The processes behind the ranking of entities include: If the search result document contains information about the entities in a ranking-based order Generate a score for each entity. Scores are based on the relevance of a particular entity to a particular document. The processes behind this patent include: Receive the query. Receives information about documents related to the query. Identifies the entity associated with the document. Determine query categories based on queries, document topics, and entities. Based on the query and category, determine if you need to display the entity list in response to the query. Display search results based on the decision that you need to display the entity list in response to a query.
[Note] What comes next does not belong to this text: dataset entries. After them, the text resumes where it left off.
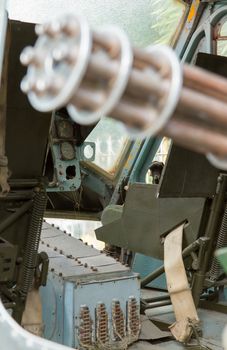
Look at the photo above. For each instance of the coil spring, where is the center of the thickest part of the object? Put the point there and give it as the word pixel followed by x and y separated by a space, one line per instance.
pixel 32 244
pixel 216 269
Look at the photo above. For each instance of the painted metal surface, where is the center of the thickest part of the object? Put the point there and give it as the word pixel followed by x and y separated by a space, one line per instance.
pixel 3 25
pixel 81 276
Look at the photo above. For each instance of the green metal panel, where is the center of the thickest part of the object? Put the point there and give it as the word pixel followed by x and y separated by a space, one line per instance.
pixel 145 218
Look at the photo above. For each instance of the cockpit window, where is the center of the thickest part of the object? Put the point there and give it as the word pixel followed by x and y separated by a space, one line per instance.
pixel 111 141
pixel 146 22
pixel 166 17
pixel 222 38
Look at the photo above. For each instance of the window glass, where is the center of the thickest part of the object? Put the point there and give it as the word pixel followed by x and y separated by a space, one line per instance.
pixel 145 21
pixel 222 40
pixel 154 21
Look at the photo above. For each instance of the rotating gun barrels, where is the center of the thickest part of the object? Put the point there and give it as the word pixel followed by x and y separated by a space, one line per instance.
pixel 98 73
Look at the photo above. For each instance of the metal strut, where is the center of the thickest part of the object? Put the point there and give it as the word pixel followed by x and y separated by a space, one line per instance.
pixel 216 268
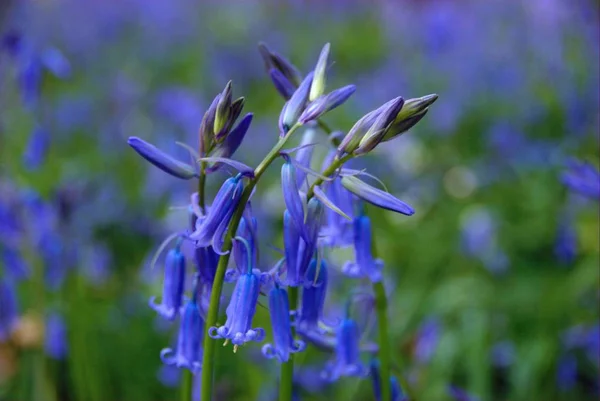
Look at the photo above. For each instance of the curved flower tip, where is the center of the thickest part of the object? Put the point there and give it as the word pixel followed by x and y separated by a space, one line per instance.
pixel 376 196
pixel 162 160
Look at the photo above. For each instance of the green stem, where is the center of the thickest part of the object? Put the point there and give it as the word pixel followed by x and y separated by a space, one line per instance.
pixel 287 368
pixel 186 385
pixel 215 295
pixel 337 163
pixel 384 340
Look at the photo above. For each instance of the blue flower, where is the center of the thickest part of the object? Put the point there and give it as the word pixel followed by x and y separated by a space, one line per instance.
pixel 283 340
pixel 347 352
pixel 55 337
pixel 173 285
pixel 37 149
pixel 376 196
pixel 364 265
pixel 339 231
pixel 189 341
pixel 210 229
pixel 8 308
pixel 583 178
pixel 313 297
pixel 162 160
pixel 241 309
pixel 206 260
pixel 298 251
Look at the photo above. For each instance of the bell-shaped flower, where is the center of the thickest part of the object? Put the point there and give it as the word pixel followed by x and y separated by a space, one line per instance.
pixel 173 285
pixel 314 292
pixel 347 352
pixel 247 231
pixel 8 309
pixel 206 260
pixel 283 340
pixel 162 160
pixel 189 341
pixel 396 391
pixel 242 307
pixel 364 264
pixel 376 196
pixel 211 228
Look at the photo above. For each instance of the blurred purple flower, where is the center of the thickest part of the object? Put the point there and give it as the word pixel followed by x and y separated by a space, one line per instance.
pixel 55 338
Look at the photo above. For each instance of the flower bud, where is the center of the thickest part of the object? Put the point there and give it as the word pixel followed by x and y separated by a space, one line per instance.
pixel 317 87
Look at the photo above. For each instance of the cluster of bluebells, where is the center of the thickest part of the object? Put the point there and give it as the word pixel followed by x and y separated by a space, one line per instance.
pixel 323 209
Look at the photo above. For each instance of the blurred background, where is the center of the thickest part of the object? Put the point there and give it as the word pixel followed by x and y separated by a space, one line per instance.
pixel 494 282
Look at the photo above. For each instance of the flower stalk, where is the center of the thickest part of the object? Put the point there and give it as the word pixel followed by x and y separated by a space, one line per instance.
pixel 215 296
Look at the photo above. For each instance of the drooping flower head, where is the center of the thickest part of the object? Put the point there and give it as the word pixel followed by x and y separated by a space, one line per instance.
pixel 211 229
pixel 347 360
pixel 173 285
pixel 189 341
pixel 8 308
pixel 242 307
pixel 283 340
pixel 314 292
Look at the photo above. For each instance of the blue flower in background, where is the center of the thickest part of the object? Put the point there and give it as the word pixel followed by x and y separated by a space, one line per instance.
pixel 55 338
pixel 8 308
pixel 582 178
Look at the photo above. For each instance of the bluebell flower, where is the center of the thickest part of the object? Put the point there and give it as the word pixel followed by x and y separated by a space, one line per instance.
pixel 36 149
pixel 347 352
pixel 8 309
pixel 324 104
pixel 242 307
pixel 247 231
pixel 283 340
pixel 14 263
pixel 364 265
pixel 376 196
pixel 396 391
pixel 314 292
pixel 55 337
pixel 189 341
pixel 162 160
pixel 298 251
pixel 583 178
pixel 173 285
pixel 211 228
pixel 206 260
pixel 291 195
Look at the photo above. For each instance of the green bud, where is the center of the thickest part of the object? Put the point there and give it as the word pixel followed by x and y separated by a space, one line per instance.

The search result document may contain ghost mannequin effect a list that contains information that identifies the entity. Search result documents may also contain links to documents related to the query. advertisement Continue reading below This patent is located at: Generating a ranked list of entities Inventors: Toshiaki Fujiki, Slaven Bilac, Kavi J. Goel, Shuhei Takahashi, Tomohiko Kimura Transferee : Google LLC US Patent: 10,691,702 Granted: June 23, 2020 Submitted: 2017 August 31 Overview "The device may be configured to receive queries. Receive information about the document associated with the query. Identifies the entity associated with the document. In the query, document topic, and entity. Determine the category of the query based on. Based on the query and category, determine if you need to display the entity list in response to the query, and then present the entity list in response to the query.
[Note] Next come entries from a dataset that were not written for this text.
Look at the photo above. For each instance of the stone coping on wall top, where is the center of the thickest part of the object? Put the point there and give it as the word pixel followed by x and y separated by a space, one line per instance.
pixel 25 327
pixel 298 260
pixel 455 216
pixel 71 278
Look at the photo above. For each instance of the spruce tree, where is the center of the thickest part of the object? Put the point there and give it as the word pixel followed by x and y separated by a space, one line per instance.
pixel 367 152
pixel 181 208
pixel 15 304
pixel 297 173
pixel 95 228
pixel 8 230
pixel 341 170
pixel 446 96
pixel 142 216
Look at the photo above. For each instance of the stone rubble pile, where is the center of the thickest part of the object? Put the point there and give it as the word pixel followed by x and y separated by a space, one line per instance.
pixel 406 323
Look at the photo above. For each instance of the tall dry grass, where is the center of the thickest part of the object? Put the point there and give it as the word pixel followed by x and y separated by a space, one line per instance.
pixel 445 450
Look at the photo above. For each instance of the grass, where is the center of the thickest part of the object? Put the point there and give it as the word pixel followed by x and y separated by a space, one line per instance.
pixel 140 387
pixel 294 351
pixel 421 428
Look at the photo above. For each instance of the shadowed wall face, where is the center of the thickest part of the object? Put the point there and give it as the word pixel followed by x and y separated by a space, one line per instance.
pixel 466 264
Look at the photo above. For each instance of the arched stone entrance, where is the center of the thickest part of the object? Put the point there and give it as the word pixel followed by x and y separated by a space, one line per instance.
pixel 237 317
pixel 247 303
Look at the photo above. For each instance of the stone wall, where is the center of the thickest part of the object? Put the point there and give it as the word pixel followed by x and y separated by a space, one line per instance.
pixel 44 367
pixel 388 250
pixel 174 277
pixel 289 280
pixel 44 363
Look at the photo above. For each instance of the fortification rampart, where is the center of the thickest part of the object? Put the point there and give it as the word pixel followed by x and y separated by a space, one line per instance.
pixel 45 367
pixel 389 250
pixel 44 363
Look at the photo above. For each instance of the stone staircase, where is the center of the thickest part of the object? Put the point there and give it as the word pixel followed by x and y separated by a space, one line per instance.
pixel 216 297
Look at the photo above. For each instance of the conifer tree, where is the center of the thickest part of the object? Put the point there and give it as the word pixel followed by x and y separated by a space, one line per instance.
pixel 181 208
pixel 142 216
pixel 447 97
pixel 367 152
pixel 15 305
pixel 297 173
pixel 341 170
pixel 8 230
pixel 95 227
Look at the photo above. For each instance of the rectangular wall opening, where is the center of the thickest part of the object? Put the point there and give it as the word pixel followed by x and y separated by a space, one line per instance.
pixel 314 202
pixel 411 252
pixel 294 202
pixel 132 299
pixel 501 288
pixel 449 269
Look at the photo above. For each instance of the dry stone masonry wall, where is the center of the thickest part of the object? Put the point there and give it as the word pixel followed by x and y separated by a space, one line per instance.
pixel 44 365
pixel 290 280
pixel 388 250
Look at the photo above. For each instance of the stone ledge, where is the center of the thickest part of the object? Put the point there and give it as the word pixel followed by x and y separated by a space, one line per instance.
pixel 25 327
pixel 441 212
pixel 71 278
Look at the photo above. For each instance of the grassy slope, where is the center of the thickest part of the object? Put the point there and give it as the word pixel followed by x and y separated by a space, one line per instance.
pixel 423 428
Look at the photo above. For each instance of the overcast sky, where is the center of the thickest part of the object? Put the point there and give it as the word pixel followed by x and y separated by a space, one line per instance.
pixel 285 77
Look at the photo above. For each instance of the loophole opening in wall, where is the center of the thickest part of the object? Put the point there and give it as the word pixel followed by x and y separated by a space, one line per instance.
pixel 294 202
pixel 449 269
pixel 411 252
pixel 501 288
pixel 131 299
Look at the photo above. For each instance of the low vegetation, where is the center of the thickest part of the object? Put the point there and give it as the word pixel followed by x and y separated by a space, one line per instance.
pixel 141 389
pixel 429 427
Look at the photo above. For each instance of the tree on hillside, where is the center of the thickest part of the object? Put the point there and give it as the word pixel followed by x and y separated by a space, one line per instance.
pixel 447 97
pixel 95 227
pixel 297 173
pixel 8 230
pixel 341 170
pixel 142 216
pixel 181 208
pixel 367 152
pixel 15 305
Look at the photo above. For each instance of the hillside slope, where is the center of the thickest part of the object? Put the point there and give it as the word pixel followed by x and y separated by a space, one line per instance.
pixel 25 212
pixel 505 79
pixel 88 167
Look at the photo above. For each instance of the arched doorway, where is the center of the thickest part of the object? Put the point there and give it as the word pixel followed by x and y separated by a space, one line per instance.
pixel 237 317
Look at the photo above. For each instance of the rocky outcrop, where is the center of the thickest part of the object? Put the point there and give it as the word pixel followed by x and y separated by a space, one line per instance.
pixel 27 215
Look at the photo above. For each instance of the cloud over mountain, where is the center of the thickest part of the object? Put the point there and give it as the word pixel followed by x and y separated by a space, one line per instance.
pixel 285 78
Presents a search result document based on the determination that there is. The search result document may contain a list that contains information that identifies the entity. " Extraction and classification of entities This patent provides an example of extracting and classifying entities from web pages and other documents. The document may contain text, images, etc. about the entity. Entities can be extracted and / or identified from a document by comparing text, images, etc. to a repository that contains information about the entity. For example, the entity may be associated with the movie "Toy Story 3". Another entity may be associated with the song "Party Rock Anthem". Another entity may be associated with the book "Galaxy Hitchhiker's Guide". Then you can classify the entities.